Is Marx relevant today?
Every corner of the world is in turmoil politically, economically and socially. Mass struggle is breaking out in all parts of the world. All these struggles strike at the heart of the exploitative system of capitalism and its imperialist globalisation. They are intensifying contradictions between the people of the world and capital that cannot be resolved, what Marx termed the antagonistic contradictions of capitalism (between capital and labour).
In Australia we need only to point to the powerful national strike by tens of thousands of school children yesterday demanding immediate action on climate change;
The hundreds of thousands of working people across the country taking over the streets of major capital and regional cities in October demanding workers’ rights, decent wages and conditions, etc.;
The Exxon-Mobil Longford workers who’ve been holding out on a picket line against one of the world’s biggest multinationals for well over a year, sustained by solidarity of the working class around the country;
The hundreds of many other strikes and pickets in workplaces, and the constant outbreaks of community protests on the environment, community services, welfare, democratic rights, treatment of refugees, racism and sexism.

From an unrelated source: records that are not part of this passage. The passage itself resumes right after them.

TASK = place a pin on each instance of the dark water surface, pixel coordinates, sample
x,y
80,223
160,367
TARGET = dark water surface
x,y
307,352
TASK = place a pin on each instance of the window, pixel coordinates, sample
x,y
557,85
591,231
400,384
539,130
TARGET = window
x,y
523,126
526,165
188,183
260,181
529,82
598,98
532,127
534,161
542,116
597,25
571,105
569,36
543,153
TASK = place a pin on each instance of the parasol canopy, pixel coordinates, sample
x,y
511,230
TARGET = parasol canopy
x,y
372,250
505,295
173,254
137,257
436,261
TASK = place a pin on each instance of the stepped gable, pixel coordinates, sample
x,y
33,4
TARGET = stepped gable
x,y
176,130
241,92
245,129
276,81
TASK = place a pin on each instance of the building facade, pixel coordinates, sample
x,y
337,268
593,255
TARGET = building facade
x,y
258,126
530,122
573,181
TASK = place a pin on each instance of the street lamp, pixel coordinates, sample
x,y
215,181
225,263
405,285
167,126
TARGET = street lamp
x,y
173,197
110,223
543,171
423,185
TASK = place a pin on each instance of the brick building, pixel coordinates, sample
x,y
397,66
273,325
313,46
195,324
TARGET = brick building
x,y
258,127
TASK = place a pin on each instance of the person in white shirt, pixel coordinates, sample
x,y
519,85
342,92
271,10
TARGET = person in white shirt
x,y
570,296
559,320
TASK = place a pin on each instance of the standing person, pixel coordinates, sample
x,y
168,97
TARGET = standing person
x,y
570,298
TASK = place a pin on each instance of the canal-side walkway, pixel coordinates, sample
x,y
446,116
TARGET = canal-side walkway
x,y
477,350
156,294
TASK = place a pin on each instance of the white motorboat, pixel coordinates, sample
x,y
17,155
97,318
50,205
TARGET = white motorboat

Dialectical Materialism – change and ideas
Marx and Engels were materialists, keen students of history, natural and social sciences, philosophy and class relations throughout the history of humanity – from hunter-gatherers, slavery, and feudalism to capitalism. Through study, and activism in struggles of their times, they were able to foresee the next stage of development of human society emerging from the irreconcilable contradictions of capitalism, the stage of Socialism and an eventual classless society - Communism.
They showed that human thought, ideas and attitudes arose from the actual experiences and contradictions in a particular historical period, and changed and developed as a reflection of changing conditions. Another way of putting this is that material conditions are reflected in human thought.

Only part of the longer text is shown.